We have been doing a lot of work on our house this year. A large portion of that work is being done by ourselves, even though, most of the time, we don't actually know how to do it. Chutzpah! Sometimes we learn how, sometimes we make it up, sometimes it ends in tears, sometimes it ends in triumph, but most of the time we include all of those ingredients in the soup.

I will tell you today about replacing a GFCI outlet. Not so that you can learn how. Clerkmanifesto is not a University, it's a, um, er, it's a, well, hmm, let's see. It's a lost ship, encrusted heavily with barnacles, going somewhere very, very, very special. But you'll always have to wait until we get there to know where exactly that is, and to my repeated surprise, we do get there on an average of two times a week.

But, alas, we must always leave once again.

Our GFCI outlet broke. Why? We are doing so much hard work and redesigning on our house that it seems cruel to have something one hardly considers fallible breakdown and need to get added to our to be done list. But more cruel things happen all the time, particularly as regards our house redesign. So we thought about getting the electrician back out. But then we thought maybe I could replace it. So I gave it a go.
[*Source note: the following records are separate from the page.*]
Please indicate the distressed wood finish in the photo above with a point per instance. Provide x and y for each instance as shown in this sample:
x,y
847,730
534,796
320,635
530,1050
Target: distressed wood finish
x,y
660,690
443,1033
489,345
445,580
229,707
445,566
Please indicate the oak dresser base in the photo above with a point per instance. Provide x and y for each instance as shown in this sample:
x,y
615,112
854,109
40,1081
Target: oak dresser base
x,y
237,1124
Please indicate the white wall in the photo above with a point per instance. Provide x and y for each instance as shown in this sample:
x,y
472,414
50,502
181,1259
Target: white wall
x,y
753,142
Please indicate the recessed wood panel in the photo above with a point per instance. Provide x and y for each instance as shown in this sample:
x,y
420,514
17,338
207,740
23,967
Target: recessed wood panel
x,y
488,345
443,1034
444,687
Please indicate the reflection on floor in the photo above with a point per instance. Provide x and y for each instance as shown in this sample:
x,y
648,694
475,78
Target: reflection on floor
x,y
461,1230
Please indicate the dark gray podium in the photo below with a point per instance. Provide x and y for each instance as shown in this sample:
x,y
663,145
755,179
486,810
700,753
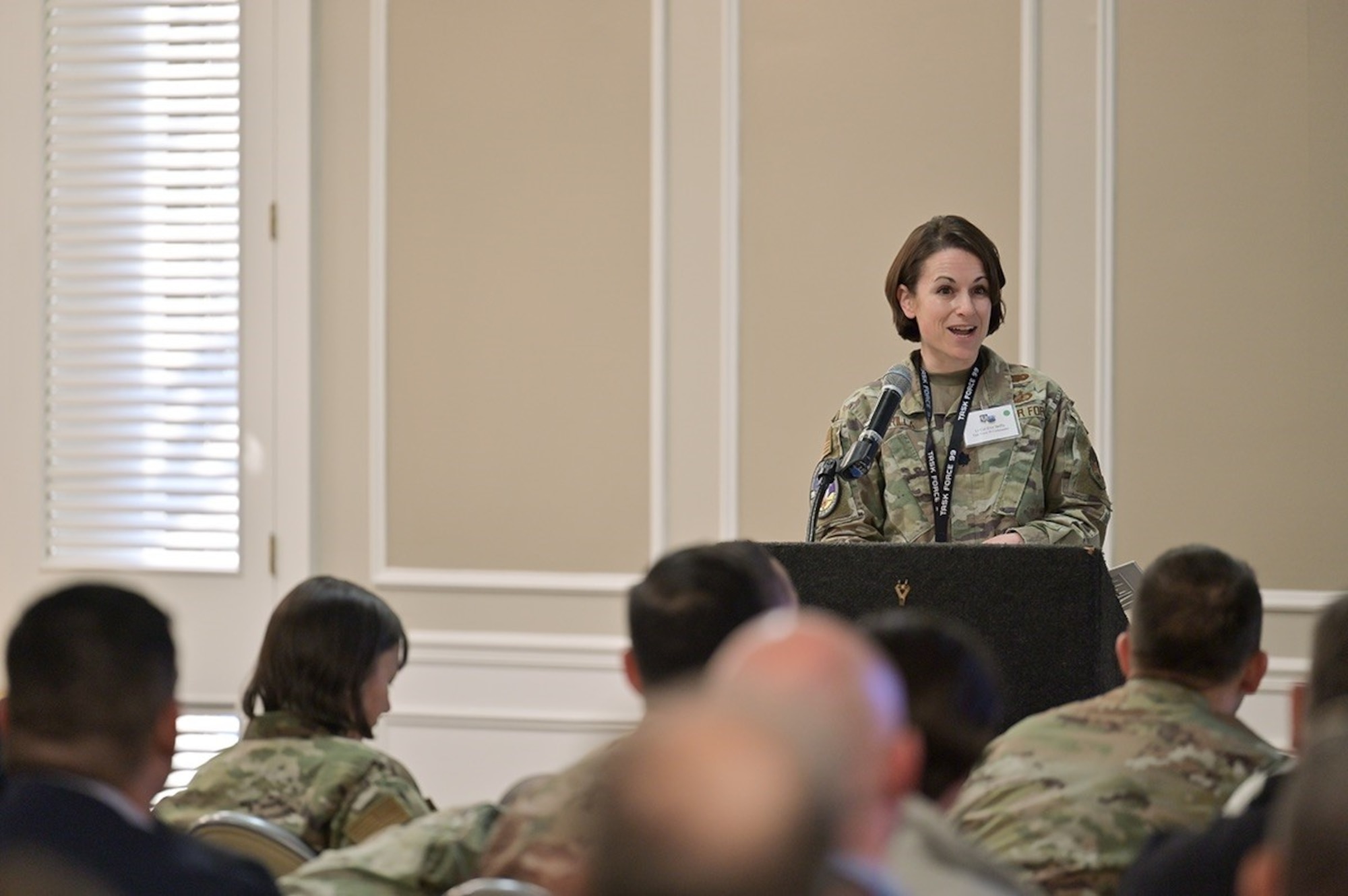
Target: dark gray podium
x,y
1049,615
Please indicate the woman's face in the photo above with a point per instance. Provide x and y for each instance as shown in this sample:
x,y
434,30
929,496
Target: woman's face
x,y
374,693
952,307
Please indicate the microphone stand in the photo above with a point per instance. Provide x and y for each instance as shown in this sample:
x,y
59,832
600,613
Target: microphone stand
x,y
826,475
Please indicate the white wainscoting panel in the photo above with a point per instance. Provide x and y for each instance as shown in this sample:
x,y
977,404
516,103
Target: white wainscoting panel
x,y
1269,712
475,712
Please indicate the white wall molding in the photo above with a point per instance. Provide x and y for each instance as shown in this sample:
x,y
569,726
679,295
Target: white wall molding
x,y
517,650
730,188
539,723
1297,602
660,397
514,581
1106,181
505,705
1031,200
520,581
1269,711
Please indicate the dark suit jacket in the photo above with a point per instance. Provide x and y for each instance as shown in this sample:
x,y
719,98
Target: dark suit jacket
x,y
42,814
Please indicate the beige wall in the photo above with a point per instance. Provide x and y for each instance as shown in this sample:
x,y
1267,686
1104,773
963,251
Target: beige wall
x,y
743,187
1233,189
849,146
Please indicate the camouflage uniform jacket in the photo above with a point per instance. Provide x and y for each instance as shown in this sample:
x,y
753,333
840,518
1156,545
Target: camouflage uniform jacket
x,y
540,837
1044,484
1072,794
332,792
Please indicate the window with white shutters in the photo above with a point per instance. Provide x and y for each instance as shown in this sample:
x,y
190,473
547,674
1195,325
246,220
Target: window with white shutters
x,y
142,165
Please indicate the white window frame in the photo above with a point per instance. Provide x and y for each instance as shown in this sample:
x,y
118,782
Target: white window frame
x,y
210,670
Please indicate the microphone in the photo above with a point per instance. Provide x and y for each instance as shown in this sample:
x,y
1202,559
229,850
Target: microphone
x,y
862,455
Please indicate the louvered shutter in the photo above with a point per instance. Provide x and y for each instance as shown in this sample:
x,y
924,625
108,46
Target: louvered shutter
x,y
142,285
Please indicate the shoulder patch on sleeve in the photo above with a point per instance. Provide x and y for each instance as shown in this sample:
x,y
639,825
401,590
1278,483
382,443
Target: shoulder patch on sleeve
x,y
381,814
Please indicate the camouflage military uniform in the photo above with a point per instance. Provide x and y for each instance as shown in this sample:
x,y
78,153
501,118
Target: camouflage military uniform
x,y
332,792
1045,484
540,837
1071,796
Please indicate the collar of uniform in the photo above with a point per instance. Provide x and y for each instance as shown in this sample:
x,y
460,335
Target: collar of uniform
x,y
994,386
284,724
1163,692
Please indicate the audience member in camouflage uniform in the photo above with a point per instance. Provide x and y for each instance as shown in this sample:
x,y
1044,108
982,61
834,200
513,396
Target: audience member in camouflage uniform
x,y
677,616
956,704
1071,796
1037,483
822,672
331,651
1206,863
I studied. I watched multiple YouTube videos. I got pretty clear on the concepts. And though the whole thing looked straightforward and clear, our house is old and strange. Opening things up reveals mysteries that can never be fully answered. And so it was this time. A GFCI outlet is generally going to have three wires running into it, or maybe five if it's protecting a line.  I was prepared for a small touch of confusion, but when I turned off the electricity and pulled the outlet out of the wall not only was the outlet faintly bizarre in its construction, but it tucked into an electrical box of outlandish complexity. Dozens of wires ran rampant around our outlet. Strange colors and unusual joining mechanisms conspired to give it a look out of Frankenstein's Lab, if the lab was built in 1962, by an Igor who was working on a restrictive budget.

I threw up my hands in despair. We prepared to call the Electrician.

But then I had a thought: What if really, at heart, it is secretly just three wires, all simply shrouded mysteriously in the form of dozens of wires.

And so it was. It was like a slipknot of wires. I started to disassemble them and before long they had collapsed themselves down to being three wires. Some of their colors were, um, old fashioned, but I was able to work out what was what with a full 70% confidence. I put it all together, popped it in the wall, and it worked as it was supposed to.

The unbridled joy and exaltation I felt at this triumph was at least partly informed by the fact that I was not electrocuted to death, which was almost as good in its own right as being able to plug in our new nightlight.